And the LORD God planted a garden toward the east, in Eden; and there He placed the man whom He had formed. (Genesis 2:8 NAB)
God created Adam and placed him in the garden of Eden. God constituted Adam as the federal head or representative of the entire race. Adam acted on our behalf as our representative. Adam failed, he sinned, and his sin has been put to the account of every person ever bornthis is imputation. Paul teaches this in:
Therefore, just as through one man sin entered into the world, and death through sin, and so death spread to all men, because all sinned-- (Romans 5:12 NAB)
In verses 12-21 of Romans 5, Paul develops the parallel between Adam and Christ, Adam is the head of the whole human race, Christ is the head of the New Covenant people. That there is an analogy is shown by the statement at the end of verse 14:
Nevertheless death reigned from Adam until Moses, even over those who had not sinned in the likeness of the offense of Adam, who is a type of Him who was to come. (Romans 5:14 NAB)

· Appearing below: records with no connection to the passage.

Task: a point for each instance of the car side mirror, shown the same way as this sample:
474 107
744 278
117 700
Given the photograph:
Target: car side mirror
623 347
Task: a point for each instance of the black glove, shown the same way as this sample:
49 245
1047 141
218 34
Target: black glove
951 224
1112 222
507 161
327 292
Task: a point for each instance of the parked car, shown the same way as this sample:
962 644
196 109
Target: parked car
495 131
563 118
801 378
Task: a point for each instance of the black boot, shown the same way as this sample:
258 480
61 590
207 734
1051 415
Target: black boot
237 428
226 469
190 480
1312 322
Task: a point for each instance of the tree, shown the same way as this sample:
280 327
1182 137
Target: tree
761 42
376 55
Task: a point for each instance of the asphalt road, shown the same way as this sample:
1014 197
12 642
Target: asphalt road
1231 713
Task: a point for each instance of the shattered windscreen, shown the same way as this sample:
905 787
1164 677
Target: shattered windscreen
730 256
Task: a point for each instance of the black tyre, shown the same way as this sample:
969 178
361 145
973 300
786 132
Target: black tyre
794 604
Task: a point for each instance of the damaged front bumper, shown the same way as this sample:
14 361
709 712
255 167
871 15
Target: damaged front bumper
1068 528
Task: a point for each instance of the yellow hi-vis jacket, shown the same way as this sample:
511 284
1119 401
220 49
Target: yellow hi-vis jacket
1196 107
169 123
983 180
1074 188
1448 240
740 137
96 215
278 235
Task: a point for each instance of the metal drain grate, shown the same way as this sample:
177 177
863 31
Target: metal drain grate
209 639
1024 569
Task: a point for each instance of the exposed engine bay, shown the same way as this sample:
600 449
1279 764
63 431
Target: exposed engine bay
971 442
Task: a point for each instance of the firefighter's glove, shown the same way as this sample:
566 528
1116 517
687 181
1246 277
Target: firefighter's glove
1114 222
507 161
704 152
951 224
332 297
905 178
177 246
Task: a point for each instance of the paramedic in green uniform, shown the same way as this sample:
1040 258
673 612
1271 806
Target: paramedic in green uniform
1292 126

Adam was a type of "Him who was to come"the Lord Jesus Christ. As Adam committed one act, so Jesus Christ committed one act. It was an act of obedience that led Him to the cross where He died for our sin. His one act of obedience was an act of sacrifice, He gave himself for sinners. What was the result of that one act of obedience? It appeased the wrath of God, it satisfied His justice. Sin was paid for. So God put to the account of His elect the righteousness of Jesus Christ.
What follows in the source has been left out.